Scholia, the presentation of scholarly information on authors, papers, universities, awards et al is at this time not included in the "Authority control" part of a Wikipedia article. The reason I understand is because Wikipedians "that matter" insist that its information is to be complete.

That is imho utter balderdash.

The first argument is the Wiki principle itself. Things do not need to be complete, in the Wiki world it is all about the work that is underway. The second is in the information that it provides: its information is arguably superior to what a Wikipedia article provides on the corpus of papers written by an author. The third is that with the prospect of all references of all Wikipedias ending up in Wikidata, value is added when a paper can be seen in relation to its authors and citations. It matters when it is known what citations a paper is said to support. It matters that we know the papers that are retracted. The fourth argument is in the  maths of it all; typically scientific papers have multiple authors. It takes only one author with an ORCiD identifier to get its papers included. The other authors have not been open about their work, it is their own doing why they are not known in the most read corpus on the planet.
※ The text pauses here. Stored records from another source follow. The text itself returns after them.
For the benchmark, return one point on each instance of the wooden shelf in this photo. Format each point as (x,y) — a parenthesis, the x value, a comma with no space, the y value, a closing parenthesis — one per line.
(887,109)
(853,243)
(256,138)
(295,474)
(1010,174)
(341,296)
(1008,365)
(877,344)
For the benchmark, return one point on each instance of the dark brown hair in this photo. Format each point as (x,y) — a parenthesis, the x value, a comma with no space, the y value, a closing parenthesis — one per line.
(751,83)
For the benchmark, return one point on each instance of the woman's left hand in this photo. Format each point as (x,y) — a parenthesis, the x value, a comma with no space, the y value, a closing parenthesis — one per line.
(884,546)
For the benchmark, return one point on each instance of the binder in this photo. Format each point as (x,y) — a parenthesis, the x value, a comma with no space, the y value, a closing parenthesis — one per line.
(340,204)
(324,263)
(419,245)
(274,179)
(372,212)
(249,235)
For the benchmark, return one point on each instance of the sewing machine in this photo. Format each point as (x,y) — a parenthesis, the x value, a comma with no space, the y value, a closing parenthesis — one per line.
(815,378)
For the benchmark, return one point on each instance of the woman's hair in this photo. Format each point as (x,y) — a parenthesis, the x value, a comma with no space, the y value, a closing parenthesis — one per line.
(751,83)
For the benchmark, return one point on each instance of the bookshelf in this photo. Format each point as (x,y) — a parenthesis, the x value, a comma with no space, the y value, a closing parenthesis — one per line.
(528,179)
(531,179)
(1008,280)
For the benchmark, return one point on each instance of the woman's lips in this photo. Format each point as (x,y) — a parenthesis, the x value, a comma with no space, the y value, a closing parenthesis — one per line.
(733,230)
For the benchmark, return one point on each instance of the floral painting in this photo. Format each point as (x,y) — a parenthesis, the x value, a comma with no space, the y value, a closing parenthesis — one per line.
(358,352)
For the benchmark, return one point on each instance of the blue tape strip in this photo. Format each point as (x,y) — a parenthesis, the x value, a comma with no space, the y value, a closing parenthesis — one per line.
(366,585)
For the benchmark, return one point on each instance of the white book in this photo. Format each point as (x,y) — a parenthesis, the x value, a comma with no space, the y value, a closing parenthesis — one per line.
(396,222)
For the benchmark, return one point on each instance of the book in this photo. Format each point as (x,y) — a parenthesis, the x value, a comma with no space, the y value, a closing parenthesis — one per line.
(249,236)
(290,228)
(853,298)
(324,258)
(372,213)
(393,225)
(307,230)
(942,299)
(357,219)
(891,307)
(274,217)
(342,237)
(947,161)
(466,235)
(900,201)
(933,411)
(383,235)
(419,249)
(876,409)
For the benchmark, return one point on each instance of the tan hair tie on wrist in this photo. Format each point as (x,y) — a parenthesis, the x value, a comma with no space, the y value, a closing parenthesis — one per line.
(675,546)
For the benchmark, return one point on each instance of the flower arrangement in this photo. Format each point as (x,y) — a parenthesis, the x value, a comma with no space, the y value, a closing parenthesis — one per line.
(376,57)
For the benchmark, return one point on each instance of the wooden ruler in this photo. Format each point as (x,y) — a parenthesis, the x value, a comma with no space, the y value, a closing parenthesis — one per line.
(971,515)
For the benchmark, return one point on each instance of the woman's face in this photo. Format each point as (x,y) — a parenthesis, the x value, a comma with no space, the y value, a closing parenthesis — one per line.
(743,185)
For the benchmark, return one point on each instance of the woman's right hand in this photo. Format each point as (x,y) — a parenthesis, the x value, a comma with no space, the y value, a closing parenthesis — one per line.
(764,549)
They still exist but as "author strings". When a kind soul wants to remove them from obscurity they can.

As to the "Katie Bouman"s among them? There are many fine people that are equally deserving, that have not been recognised yet for their relevance. Fine people that have a public ORCiD record. For them it is feasible to have their Scholia ready when they are recognised. For the others, well it is not a Pokemon game, it is a Wiki.